Monday, January 31, 2011

Using Except() Method in LINQ

There is a method that I rarely use in LINQ called "Except" - but it comes handy in my latest coding. So I thought I'd share how I use it. This method is for an IEnumerable and has multiple signatures: one that takes a second IEnumerable to exclude and the other one takes an IEnumerable and a comparer. You can read the spec in full here.

Here is an example:

int[] oneToTen = { 1, 2, 3, 4, 5, 6, 7, 8, 9, 10 };
int[] oneToTenEven = { 2, 4, 6, 8, 10 };
int[] oneToTenOdd;

// do some exclusion here
oneToTenOdd = oneToTen.Except(oneToTenEven);

// so that oneToTenOdd will have { 1, 3, 5, 7, 9 };
OK - that looks simple. But what about when the IEnumerable is of type T or some other complex type? This is where the second signature comes in handy. In this scenario, we will have to make our own comparer class to specify how we want both list items to be compared against each other.

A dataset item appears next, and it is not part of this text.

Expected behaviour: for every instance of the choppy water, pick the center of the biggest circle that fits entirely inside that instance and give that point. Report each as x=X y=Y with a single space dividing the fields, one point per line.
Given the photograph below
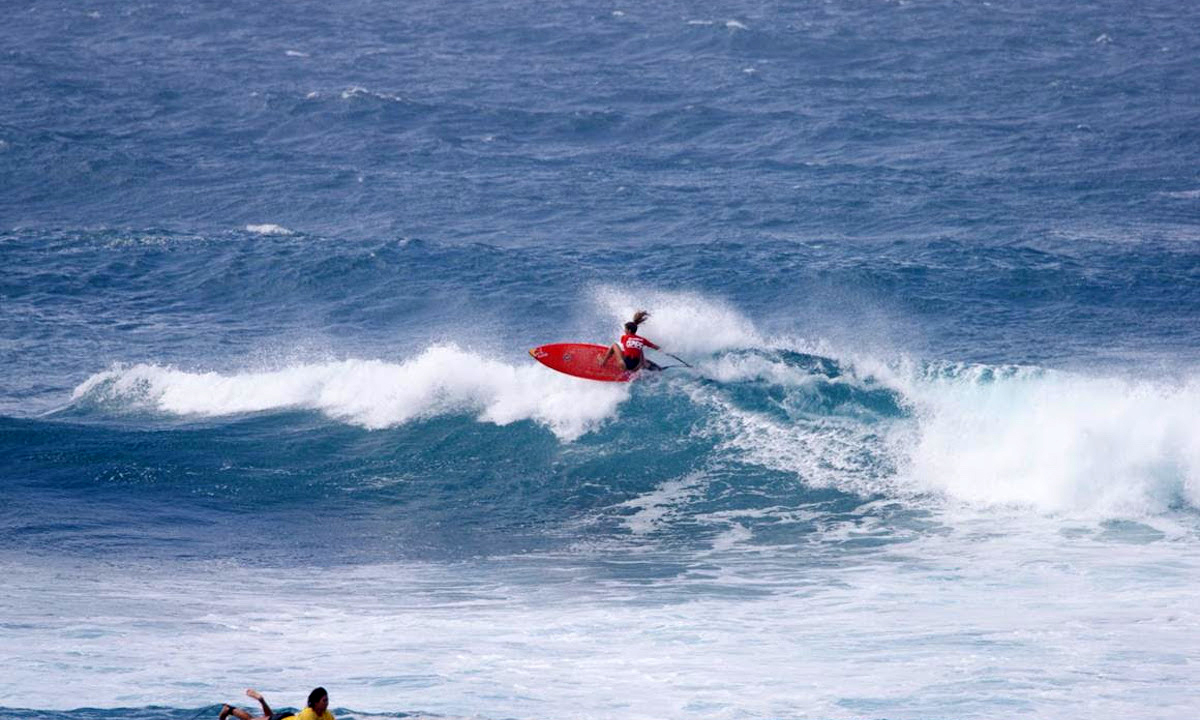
x=269 y=275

Imagine this hypothetical situation where you are at a dealership and want to separate the cars that have been washed and ones that have not. Cars may have the same make, model, color, type, but each has different VIN number.

IEnumerable<Car> allCars = GetAllCars();
IEnumerable<Car> carAlreadyWashed = GetCarAlreadyWashed();
IEnumerable<Car> carNotWashed;

// do some exclusion here
carNotWashed = allCars.Except(carAlreadyWashed);

The above code which will normally work for simple comparison, won't work because the run-time will have no idea that it has to compare based on VIN number. We have to tell it to use that field to do comparison.

public class CarComparer : IEqualityComparer<Car> {
    public bool Equals(Car x, Car y) {
        //Check whether the compared objects reference the same data.
        if (Object.ReferenceEquals(x, y)) return true;

        //Check whether any of the compared objects is null.
        if (Object.ReferenceEquals(x, null) || Object.ReferenceEquals(y, null))
            return false;

         //Check whether the Car' properties are equal.
        return x.VIN == y.VIN;
    }

    // If Equals() returns true for a pair of objects
    // then GetHashCode() must return the same value for these objects.
    public int GetHashCode(Car car) {
        //Check whether the object is null
        if (Object.ReferenceEquals(plan, null)) return 0;
        //Get hash code for the VIN field.
        int hashCarVIN = car.VIN.GetHashCode();
        return hashCarVIN;
    }
}
Now then we can modify our code to be such as this:

IEnumerable<Car> allCars = GetAllCars();
IEnumerable<Car> carAlreadyWashed = GetCarAlreadyWashed();
IEnumerable<Car> carNotWashed;

// do some exclusion here
carNotWashed = allCars.Except(carAlreadyWashed, new CarComparer());


2 comments:

Aaron Stemen said...

Nice post Joe! There are more than a handful of Linq methods that I don't realize exist. Any() was one that I learned about recently instead of using Count() and comparing to 0.

Thanks Joe!

Johannes Setiabudi said...

I almost blogged about Any(), but decided to do Except() instead. O well, so that works out.